Clinical and Financial Implications of NASH and Obesity

Researchers modeled 20-year outcomes for patients with nonalcoholic steatohepatitis (NASH) in the US and found a generally higher clinical and economic burden associated with patients with obesity and NASH compared to those with nonobese NASH.

This research was presented as an abstract the American Association for the Study of Liver Diseases by Zobair Younossi, MD, from Inova Fairfax Medical Campus in Falls Church, Virginia.

The researchers simulated 20-year outcomes for hypothetical cohorts of NASH patients in the US, stratified by age and presence of obesity. The main outcomes tracked were cardiac- and liver-specific deaths, liver transplants, years of decompensated cirrhosis, years of hepatocellular carcinoma, and costs. The costs studied included inpatient, outpatient, professional services, emergency department, and drug costs.

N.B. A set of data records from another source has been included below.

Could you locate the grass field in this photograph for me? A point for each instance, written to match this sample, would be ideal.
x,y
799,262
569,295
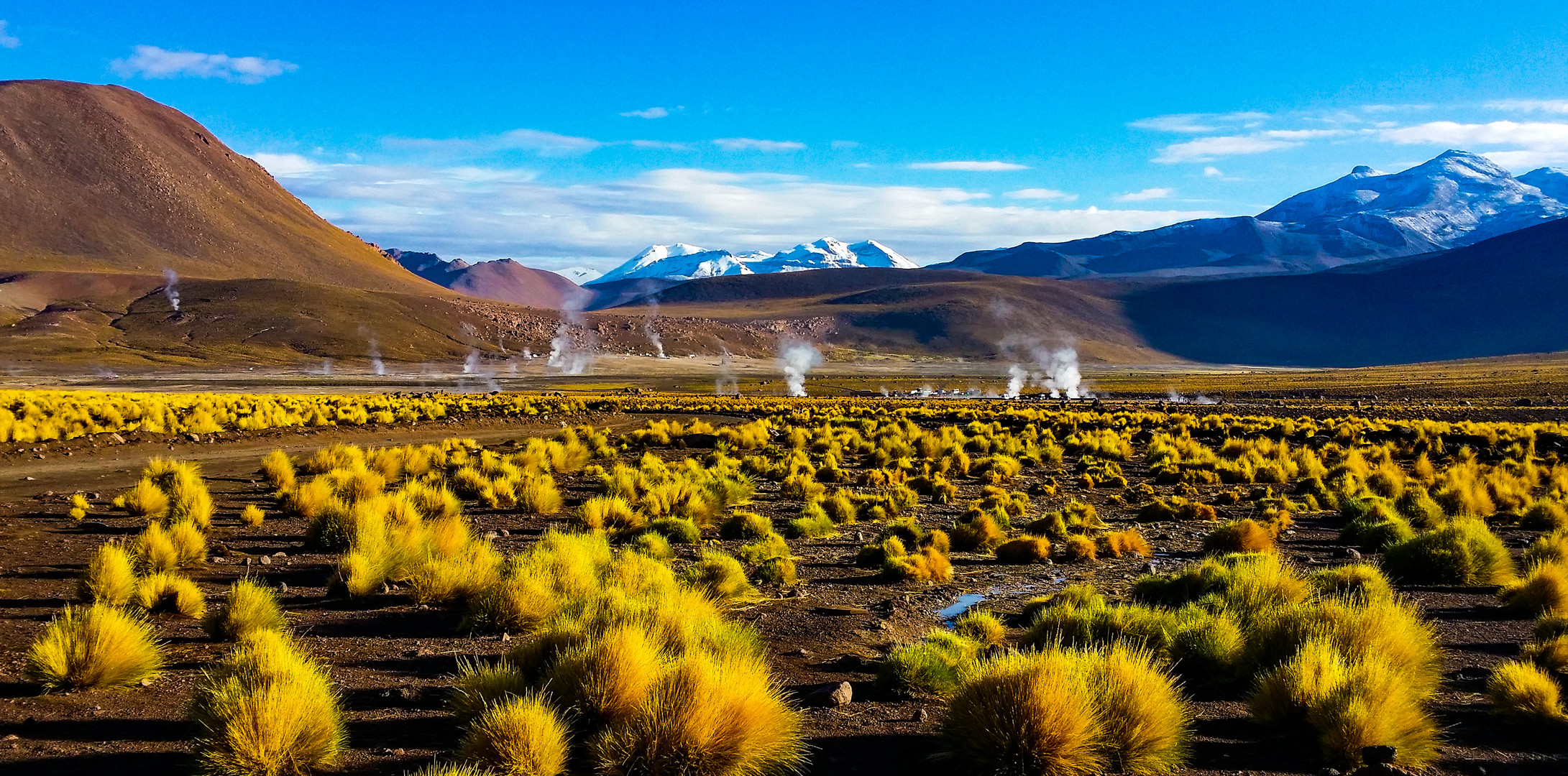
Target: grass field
x,y
474,577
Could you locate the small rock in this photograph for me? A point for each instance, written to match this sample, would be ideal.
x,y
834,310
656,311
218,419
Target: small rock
x,y
832,695
1377,754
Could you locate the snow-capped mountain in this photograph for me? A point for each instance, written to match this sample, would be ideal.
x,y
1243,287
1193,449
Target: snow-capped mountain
x,y
1551,180
579,274
1452,201
687,262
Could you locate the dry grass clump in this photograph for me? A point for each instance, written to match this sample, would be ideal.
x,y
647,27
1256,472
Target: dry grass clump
x,y
1120,545
94,646
1354,579
278,471
170,591
252,516
933,665
110,577
267,709
1023,550
249,607
1065,713
1544,590
1244,535
651,675
521,736
1465,553
1526,692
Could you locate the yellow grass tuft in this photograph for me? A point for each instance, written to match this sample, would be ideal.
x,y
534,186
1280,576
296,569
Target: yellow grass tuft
x,y
94,646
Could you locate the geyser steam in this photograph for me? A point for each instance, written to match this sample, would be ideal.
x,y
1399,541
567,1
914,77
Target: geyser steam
x,y
797,358
170,280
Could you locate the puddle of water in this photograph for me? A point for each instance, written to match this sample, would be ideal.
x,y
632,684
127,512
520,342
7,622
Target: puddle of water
x,y
960,606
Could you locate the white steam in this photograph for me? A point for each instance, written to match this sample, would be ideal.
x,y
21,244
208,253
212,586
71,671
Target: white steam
x,y
170,290
726,383
375,358
799,358
1017,377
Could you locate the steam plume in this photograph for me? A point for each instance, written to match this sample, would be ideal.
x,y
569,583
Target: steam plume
x,y
797,358
375,358
170,280
1015,382
726,383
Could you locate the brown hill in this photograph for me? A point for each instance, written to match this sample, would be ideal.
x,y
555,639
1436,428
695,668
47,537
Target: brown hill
x,y
917,311
102,179
500,281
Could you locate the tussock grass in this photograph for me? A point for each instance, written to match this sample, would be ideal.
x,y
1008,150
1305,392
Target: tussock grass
x,y
1544,590
1244,535
91,648
520,736
110,577
1465,553
1065,713
252,516
278,471
249,607
1023,550
1525,692
170,591
267,709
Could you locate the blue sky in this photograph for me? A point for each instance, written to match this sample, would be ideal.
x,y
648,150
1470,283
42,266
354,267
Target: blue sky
x,y
576,134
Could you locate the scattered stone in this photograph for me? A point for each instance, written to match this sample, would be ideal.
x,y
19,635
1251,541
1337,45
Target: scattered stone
x,y
832,695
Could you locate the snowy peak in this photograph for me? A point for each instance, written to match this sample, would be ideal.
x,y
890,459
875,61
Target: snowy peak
x,y
1551,180
684,262
1457,198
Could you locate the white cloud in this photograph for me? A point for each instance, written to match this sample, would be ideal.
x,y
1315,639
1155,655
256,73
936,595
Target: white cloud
x,y
1531,106
659,144
150,62
1302,134
1147,195
1523,144
969,167
1042,193
487,213
1209,149
540,142
1200,123
769,146
288,165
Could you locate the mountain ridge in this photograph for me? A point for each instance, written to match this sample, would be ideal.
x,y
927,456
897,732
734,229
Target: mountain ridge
x,y
1449,201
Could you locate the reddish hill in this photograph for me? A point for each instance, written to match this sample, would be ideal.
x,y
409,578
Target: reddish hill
x,y
104,179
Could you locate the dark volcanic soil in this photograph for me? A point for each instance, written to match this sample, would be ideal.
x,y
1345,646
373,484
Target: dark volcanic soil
x,y
393,660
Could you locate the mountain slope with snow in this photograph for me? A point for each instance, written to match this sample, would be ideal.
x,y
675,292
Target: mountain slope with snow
x,y
1451,201
689,262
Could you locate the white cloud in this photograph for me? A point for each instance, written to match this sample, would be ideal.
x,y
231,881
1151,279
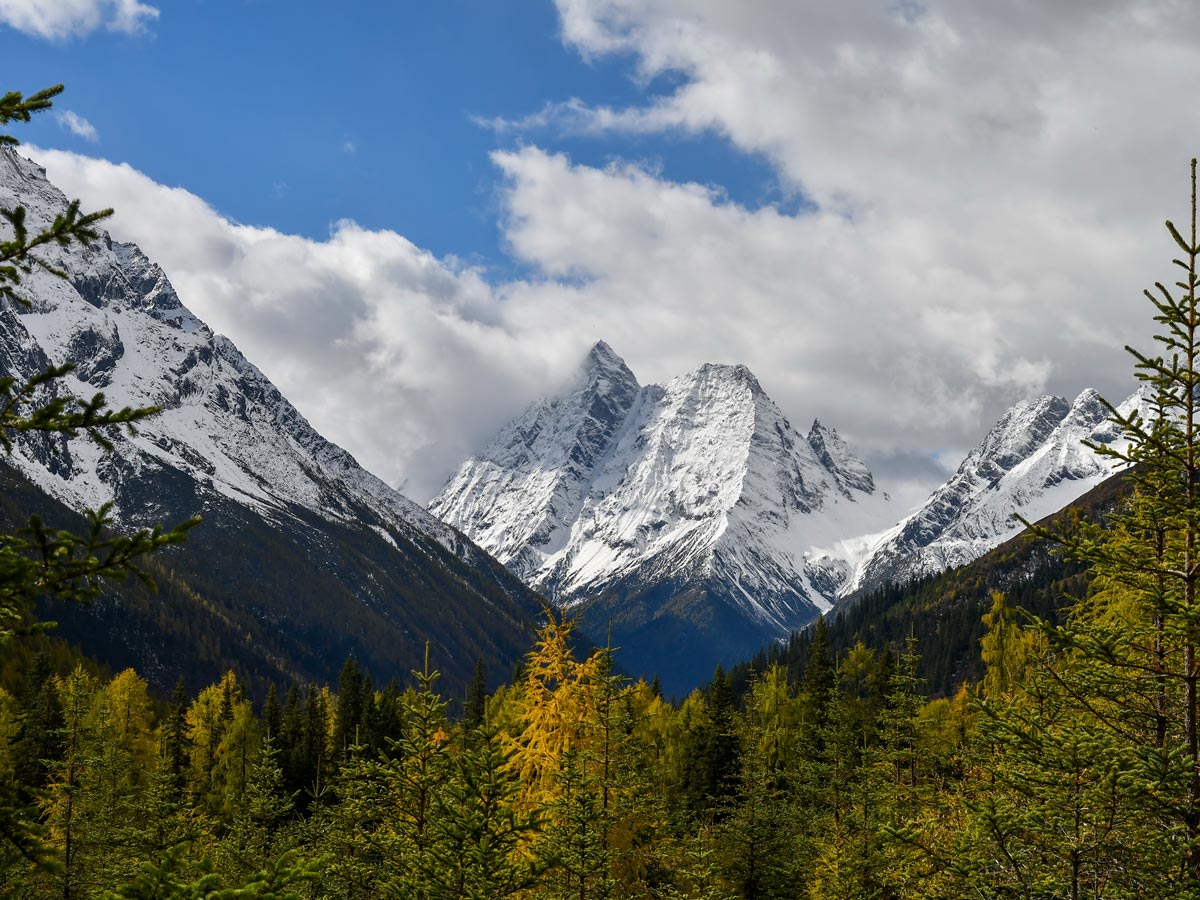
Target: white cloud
x,y
60,19
77,125
990,181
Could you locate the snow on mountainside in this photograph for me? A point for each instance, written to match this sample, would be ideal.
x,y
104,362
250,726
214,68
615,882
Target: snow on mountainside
x,y
303,556
1031,463
623,496
521,495
120,322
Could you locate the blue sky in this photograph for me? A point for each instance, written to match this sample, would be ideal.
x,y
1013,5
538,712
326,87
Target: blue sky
x,y
903,217
282,114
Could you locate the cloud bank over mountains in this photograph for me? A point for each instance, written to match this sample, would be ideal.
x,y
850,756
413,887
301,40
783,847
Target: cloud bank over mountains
x,y
984,185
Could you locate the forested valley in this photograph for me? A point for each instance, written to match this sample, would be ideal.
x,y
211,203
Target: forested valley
x,y
1066,766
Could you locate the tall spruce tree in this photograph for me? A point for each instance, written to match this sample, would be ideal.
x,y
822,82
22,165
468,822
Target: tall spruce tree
x,y
1096,753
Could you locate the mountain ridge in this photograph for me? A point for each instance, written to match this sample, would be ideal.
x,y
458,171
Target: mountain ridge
x,y
329,558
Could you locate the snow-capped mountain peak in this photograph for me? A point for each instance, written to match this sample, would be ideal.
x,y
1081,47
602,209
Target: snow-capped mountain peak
x,y
628,499
1032,462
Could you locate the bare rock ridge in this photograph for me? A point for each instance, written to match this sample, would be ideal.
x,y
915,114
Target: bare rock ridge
x,y
1032,462
696,521
693,515
279,499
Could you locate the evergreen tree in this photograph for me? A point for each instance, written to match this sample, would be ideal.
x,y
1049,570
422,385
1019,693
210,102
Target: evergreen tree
x,y
475,706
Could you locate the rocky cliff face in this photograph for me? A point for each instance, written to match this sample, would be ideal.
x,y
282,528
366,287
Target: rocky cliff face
x,y
1032,462
229,447
691,515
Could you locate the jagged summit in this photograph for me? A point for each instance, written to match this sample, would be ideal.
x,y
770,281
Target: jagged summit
x,y
1032,462
837,456
691,514
287,514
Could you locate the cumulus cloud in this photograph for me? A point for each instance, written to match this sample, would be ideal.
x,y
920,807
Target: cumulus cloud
x,y
989,186
77,125
60,19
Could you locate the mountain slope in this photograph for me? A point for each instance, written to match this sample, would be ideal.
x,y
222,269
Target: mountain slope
x,y
329,558
1032,462
691,516
943,611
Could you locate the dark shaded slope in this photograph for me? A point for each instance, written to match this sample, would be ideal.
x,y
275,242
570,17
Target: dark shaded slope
x,y
287,600
943,612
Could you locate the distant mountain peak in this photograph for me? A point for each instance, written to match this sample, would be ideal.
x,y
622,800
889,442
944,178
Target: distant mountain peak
x,y
669,505
342,563
837,456
1032,461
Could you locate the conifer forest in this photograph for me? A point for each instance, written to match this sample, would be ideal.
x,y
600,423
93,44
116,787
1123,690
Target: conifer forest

This model predicted that over 2 decades (2019-2040) the cohort of obese patients with NASH would have higher all-cause mortality (74.1%) than nonobese patients (59.1%); higher cardiac-specific mortality (26.4% vs 7.4%); and liver-specific mortality (2.7% vs 2.3%). Obese patients with NASH were also estimated to require 48,855 liver transplants compared to 8,332 among nonobese patients, and substantially more total patient-years of years of decompensated cirrhosis (1.139 million vs 193,998) and hepatocellular carcinoma (743,833 vs 103,795) than their nonobese NASH patient counterparts. In addition, the expected costs for the obese NASH cohort were estimated to be $161.91B, while the nonobese NASH cohort had costs estimated to be $30.94B.

Considering their findings, the researchers state that as obesity continues to rise, “related NASH will have a major clinical and economic impact on the U.S.” Moving forward, the researchers, wrote, policy makers and other stakeholders should take obesity and its prevalence into consideration when addressing the growing burden of NASH in the United States.

 

—Allison Casey

 

Reference:

Younossi Z, et al. Burden of Illness and Economic Impact of Nonalcoholic Steatohepatitis (NASH) in the United States According to the Presence of Obesity. Presented at: the American Association for the Study of Liver Disease annual meeting. November 12-15. Virtual.